Recently my wife and I made requests at our local surgery for copies of our childhood medical records. They were very helpful and managed to produce mine and photocopy them for me. However my wife's records before the age of 20 were missing. There is usually a small charge for copying these but as there were only a few pages of records, plus letters relating breaking my leg as a youngster, they did not charge me.

Recent experience of hospitals - my daughter-in-law in Kent and my wife in Addenbrookes in Cambridge 2 weeks ago - confirm that, although medical care is generally excellent, the handling of medical records data is appalling: how many times do you have to give the same information to different people? Surely in this day and age it is possible to manage a simple database of information on a patient and have this available over a secure wi-fi network in hospitals? OK, grand national database schemes may be too complicated (although I don't see why) but on a local level surely there is no excuse. Not being asked the same questions by a dozen different people when in hospital would surely make the patient experience a better one, and save the NHS both time and money.

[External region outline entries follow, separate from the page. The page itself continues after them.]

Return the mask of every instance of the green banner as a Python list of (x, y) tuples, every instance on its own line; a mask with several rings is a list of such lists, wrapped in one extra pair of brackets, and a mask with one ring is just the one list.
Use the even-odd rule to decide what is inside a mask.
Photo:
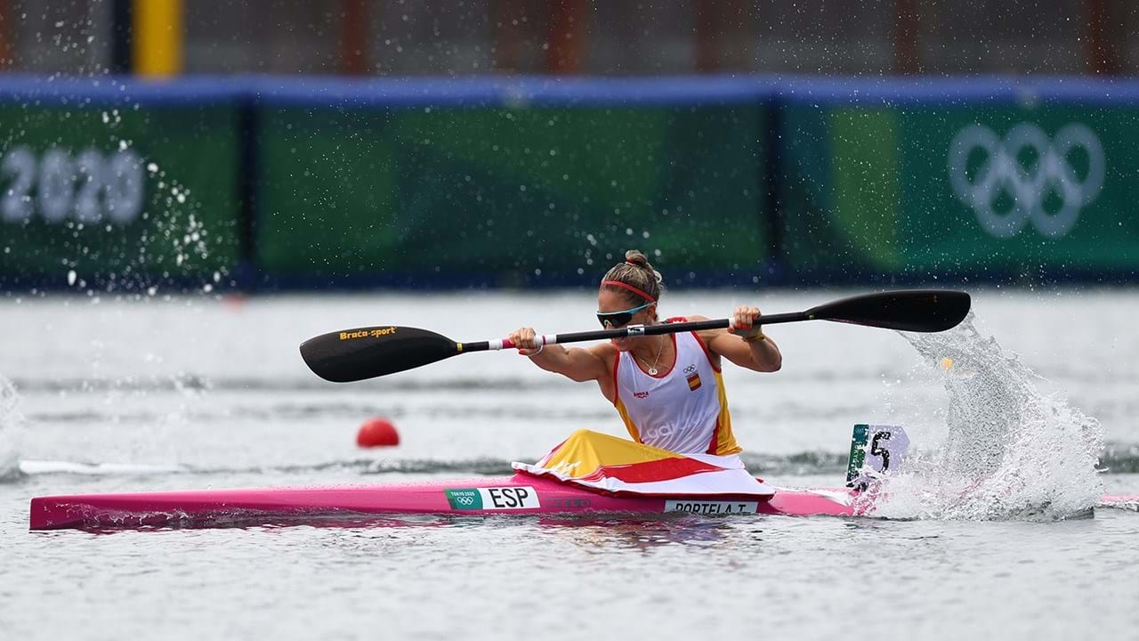
[(8, 103), (0, 127), (7, 285), (208, 285), (236, 265), (236, 107)]
[(746, 106), (262, 111), (257, 253), (278, 277), (595, 278), (760, 273), (761, 140)]
[(790, 106), (781, 133), (793, 270), (1139, 269), (1134, 108)]

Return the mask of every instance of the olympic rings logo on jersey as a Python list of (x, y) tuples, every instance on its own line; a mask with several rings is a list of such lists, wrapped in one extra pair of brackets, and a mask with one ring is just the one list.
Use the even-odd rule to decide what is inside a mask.
[[(1077, 148), (1088, 156), (1082, 180), (1068, 162), (1068, 154)], [(984, 161), (970, 177), (969, 156), (978, 149), (984, 152)], [(1035, 154), (1030, 167), (1021, 164), (1024, 151)], [(958, 131), (949, 145), (949, 180), (953, 193), (973, 208), (981, 226), (998, 238), (1011, 238), (1030, 221), (1043, 236), (1066, 236), (1075, 227), (1080, 211), (1104, 188), (1105, 163), (1099, 138), (1077, 122), (1062, 128), (1051, 140), (1031, 122), (1017, 124), (1003, 139), (983, 124), (970, 124)], [(997, 210), (1002, 193), (1014, 201), (1008, 211)], [(1050, 195), (1063, 203), (1055, 211), (1044, 206)]]

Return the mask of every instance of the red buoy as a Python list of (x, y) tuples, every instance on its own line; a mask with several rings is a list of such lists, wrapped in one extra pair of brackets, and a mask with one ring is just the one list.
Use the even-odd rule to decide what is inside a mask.
[(400, 444), (400, 433), (395, 425), (383, 417), (368, 419), (357, 432), (357, 445), (360, 447), (391, 447)]

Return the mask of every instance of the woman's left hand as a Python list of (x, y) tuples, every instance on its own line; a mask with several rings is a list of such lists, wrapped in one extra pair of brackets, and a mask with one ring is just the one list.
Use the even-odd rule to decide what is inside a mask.
[(748, 336), (756, 336), (762, 330), (759, 325), (753, 326), (752, 324), (759, 316), (760, 308), (741, 305), (736, 308), (735, 313), (732, 313), (731, 327), (728, 327), (728, 331), (745, 339)]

At least I now have a copy of my early medical records in PDF format.

Charity Letters

Do you get annoyed when people like the British Red Cross send envelopes filled with greetings cards begging for a contribution and putting emotional blackmail on you? I  prefer to give when I choose and wonder how much money is wasted with these unsolicited postings costing at least 50 pence a time.

Sunday 16 October 2011

Power to the People

This picture appeared on my Facebook pages today. It shows someone on one of the marches across the world protesting at bankers and the mess they have caused.  I think it is excellent and speaks volumes about the concerns of good, decent and ordinary people. Stupid bankers have gambled away OUR pensions and OUR livelihoods for the sake of THEIR short-term gain. Power to the people!!